Sí. Tengo carné de socio y en cada partido en el Camp Nou voy a mi asiento. Pero afuera no porque el Barcelona moviliza mucha gente y hay que entrar en un sorteo de entradas.
¿Cuántos socios tiene hoy el Barcelona?
Hay 138.000 socios. No hay asiento para todos los socios que tiene. Tengo amigos que son socios pero no tienen lugar. Entonces el club les determina tres o cuatro partido, que ni siquiera escogen, para que vayan a la cancha. Están esperando que se liberen asientos o comprarle asiento a algún socio que lo libere.
El Barcelona – Madrid es un clásico de fútbol pero la rivalidad excede lo deportivo.
Totalmente, la rivalidad entre Madrid – Barcelona es deportiva pero también política. Hay un trasfondo político que siempre ha habido y que siempre habrá. Durante la dictadura el club era el único espacio que el ciudadano catalán tenía para hablar nuestro idioma tranquilamente porque en la calle si te escuchaban hablando catalán te mandaban a la comisaría.
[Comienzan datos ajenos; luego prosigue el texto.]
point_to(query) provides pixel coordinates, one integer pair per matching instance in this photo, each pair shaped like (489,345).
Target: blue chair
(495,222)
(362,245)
El campo de Barcelona era un sitio en el que los catalanes podían hablar el catalán, sacar sus pancartas, sus señeras y decir en voz alta lo que pensaban. Entonces se convirtió en una especie de altavoz de todas esas reivindicaciones políticas que Barcelona tenía como país o nación.
¿Por eso el slogan ‘més que un club?
Sí. Por eso y porque es un sentimiento muy fuerte. Siempre estuvo ese enfrentamiento con el centralismo del Madrid, que ha sido la dictadura y el enemigo. De hecho dicen que Di Stéfano era del Barca y que se fue al Madrid porque el señor Franco así lo quiso, aunque hubo una oferta a última hora de que jugará un año en el Madrid y otro en el Barca. Algo que el Barca rechazó. Fue una de las tantas del Madrid de Franco.
¿Estabas cuando Figo entró al Camp Nou con la camiseta de Real Madrid?
Estaba y pité muchísimo. Me quedé afónico esa tarde. Figo fue un auténtico traidor. Hay otros que se fueron al Madrid y que ya lo hemos olvidado pero de Figo nunca nos olvidaremos. Se mostró como un pesetero y fue muy doloroso. Era el máximo exponente del barcelonismo, estuvo todo un mes jugando al engaño y aprovechó que había elecciones para negociar el contrato con el Madrid. Ese partido quedó grabado. Tu no puedes salir una semana antes con al camiseta del Barca y luego que se descubra que tenías el nuevo contrato hecho e incluso con una indemnización que le tenía que pagar al Madrid si al final se quedaba.